General Mejia had earlier told Lee that all Guatemala was actively preparing for November 3 national elections, since, beginning January 1986, the Guatemalan army would return power to an elected civilian government. Vice President Lee now arranged to receive four of the eight presidential candidates, Vinicio CeFezo Arévalo of the Partido Democracia Cristiana, Jorge Serrano Elias of the PDCN, Jorge Carpio Nicolle of the Union del Centro Nacional, and Mario Sandoval Alarcón of the Movimiento de Liberación Nacional.
Since his assumption of the role of chief of state of Guatemala on August 8, 1983, ending the I7-month regime of Rios Montt, General Mejia has often stressed that the army would finally return power to the hands of the people. Setting a timetable and carrying out the goal step by step, the Guatemalan chief of state has contributed to an improved image of Guatemalan government in the international community.
Of the eight presidential candidates, none has ever held an official post in the army-unprecedented in recent Guatemalan history. In 1984, an 88-member National Constitutional Assembly was elected to draw up a new constitution for the nation.

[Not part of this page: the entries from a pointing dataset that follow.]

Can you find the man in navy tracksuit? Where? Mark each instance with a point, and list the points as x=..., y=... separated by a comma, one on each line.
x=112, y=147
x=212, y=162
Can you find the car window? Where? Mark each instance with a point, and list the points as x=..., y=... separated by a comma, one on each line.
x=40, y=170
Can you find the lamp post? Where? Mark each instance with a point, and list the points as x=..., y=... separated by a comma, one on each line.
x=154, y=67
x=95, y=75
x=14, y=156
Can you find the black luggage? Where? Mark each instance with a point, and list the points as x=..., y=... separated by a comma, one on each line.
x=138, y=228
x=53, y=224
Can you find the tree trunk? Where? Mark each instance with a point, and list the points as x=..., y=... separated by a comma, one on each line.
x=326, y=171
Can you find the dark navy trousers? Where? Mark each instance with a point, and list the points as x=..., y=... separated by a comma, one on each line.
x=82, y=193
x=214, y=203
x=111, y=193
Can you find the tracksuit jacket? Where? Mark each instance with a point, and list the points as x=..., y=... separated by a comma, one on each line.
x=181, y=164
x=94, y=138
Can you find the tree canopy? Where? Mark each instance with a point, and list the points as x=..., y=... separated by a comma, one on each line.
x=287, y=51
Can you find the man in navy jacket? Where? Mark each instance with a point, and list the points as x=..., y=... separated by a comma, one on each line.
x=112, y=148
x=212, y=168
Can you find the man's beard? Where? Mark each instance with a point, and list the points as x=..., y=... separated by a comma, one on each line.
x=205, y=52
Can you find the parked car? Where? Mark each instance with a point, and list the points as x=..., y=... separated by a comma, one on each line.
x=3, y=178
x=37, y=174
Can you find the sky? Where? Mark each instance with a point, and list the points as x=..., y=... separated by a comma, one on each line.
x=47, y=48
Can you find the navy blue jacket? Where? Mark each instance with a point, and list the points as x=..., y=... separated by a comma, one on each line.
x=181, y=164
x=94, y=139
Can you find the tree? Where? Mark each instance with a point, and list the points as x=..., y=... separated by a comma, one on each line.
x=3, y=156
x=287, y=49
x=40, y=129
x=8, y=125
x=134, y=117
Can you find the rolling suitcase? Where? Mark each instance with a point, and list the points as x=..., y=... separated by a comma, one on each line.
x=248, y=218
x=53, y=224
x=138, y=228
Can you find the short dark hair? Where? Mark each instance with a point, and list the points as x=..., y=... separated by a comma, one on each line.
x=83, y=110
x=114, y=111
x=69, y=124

The new 1985 constitution provides that the tenure of presidency will be five years, instead of the four years stipulated in the 1965 constitution. One area in common is that renewed tenure is not permitted. The elected president will be sworn-in January 14, 1986.
Soon after he gained power, General Mejia acted quickly and decisively on several major issues. He immediately lifted a state of emergency. His devout Catholicism and fervent anti-Communism became constant public topics.
The ROC Vice President with villagers at Chacaj.
Mejia's government was able to establish and develop 28 recovered territories for the nation's Indian citizens. Vice President Lee visited one of them by helicopter-at Chacaj, in northern Guatemala near the Mexican border-to call on a ROC agricultural cooperation team stationed there.
Chacaj was once devastated by guerrilla forces, its people fleeing to Mexico. Since its recovery, the Guatemalan government has been devoting major efforts to provide housing and public facilities for the returning Indians. In line with the reconstruction plan, the Guatemalan government asked the ROC to send an agricultural cooperation mission to open a demonstration farm in Chacaj.
In less than half a year, a 3.5-acre farm was created and planted with corn, beans, and various other vegetables. Hogs and fish are also raised.
On his last day in Guatemala, Vice President Lee laid a wreath before the Guatemalan Monument of Independence, then headed for the city of Antigua. Founded by the Spaniards in 1543, the city endured many disasters, and survived a near-fatal quake in 1773; for more than two hundred years before, it had nourished as a center of culture and art. Today, Antigua is a beautiful blend of ruins, restored colonial buildings, and new buildings in the colonial style.
During his visit to the old city, Lee received a city key from Antigua Mayor Armando Coloma Azurdia. Later, he enjoyed a traditional costume show, by Indian tribesmen, arranged by the Tourism Bureau.
At a grand reception that evening, Lee, representing President Chiang Ching-kuo, decorated General Mejia with the ROC Order of Brilliant Jade.
In his speech to the more than one thousand participants, General Mejia thanked the Republic of China for its assistance and cooperation with Guatemala. He also asked Lee to convey his sincerest gratitude to President Chiang Ching-kuo.
Lee's 15-day official visit to Costa Rica, Panama, and Guatemala ended on September 20. Before boarding a flight for the long journey home, he told reporters that in his talks with the presidents and other high ranking officials of the three Central American countries, all had indicated that they are impressed by the economic development of the Republic of China, and they have pledged actions to improve their country's investment environments to attract the businessmen of the Republic of China.